Is not a patron, my lord, one who looks with unconcern on a man struggling for life in the water, and, when he has reached ground, encumbers him with help? The notice which you have been pleased to take of my labours, had it been early, had been kind; but it has been delayed till I am indifferent, and cannot enjoy it; till I am solitary, and cannot impart it; till I am known, and do not want it. I hope it is no very cynical asperity not to confess obligations where no benefit has been received, or to be unwilling that the public should consider me as owing that to a patron which providence has enabled him to do for myself.

Having carried on my work thus far with so little obligation to any favourer of learning, I shall not be disappointed though I should conclude it, if less be possible, with less; for I have been long wakened from that dream of hope, in which I once boasted myself with so much exultation, my lord — Your lordship's most humble, most obedient servant — SAM. JOHNSON."

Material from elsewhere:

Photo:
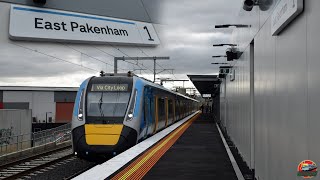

The poetry of Johnson forms but a small portion of the history of his mind or of his works. His imitations of Juvenal are, however, among the best imitations of a classic author which we possess; and Gray has pronounced an opinion, that "'London' (the first in time, and by far the inferior of the two) has all the ease and all the spirit of an original." Pope also admired the composition. In "The Vanity of Human Wishes," Johnson departs more from his original, and takes wider views of human nature, society, and mariners. His pictures of Wolsey and Charles of Sweden have a strength and magnificence that would do honour to Dryden, while the historical and philosophic paintings are contrasted by reflections on the cares, vicissitudes, and sorrows of life, so profound, so true, and touching, that they may justly be denominated "mottoes of the heart." Sir Walter Scott has termed this poem "a satire, the deep and pathetic morality of which has often extracted tears from those whose eyes wander dry over pages professedly sentimental." Johnson was too prone to indulge in dark and melancholy views of human life; yet those who have experienced its disappointments and afflictions, must subscribe to the severe morality and pathos with which the contemplative poet "Expatiates free o'er all this scene of man." The peculiarity of Juvenal, according to Johnson's own definition, "is a mixture of gaiety and stateliness, of pointed sentences and declamatory grandeur." He had less reflection and less moral dignity than his English imitator.

The other poetical pieces of Johnson are short and occasional; but his beautiful Prologue on the opening of Drury Lane, and his lines on the death of Levett, are in his best manner.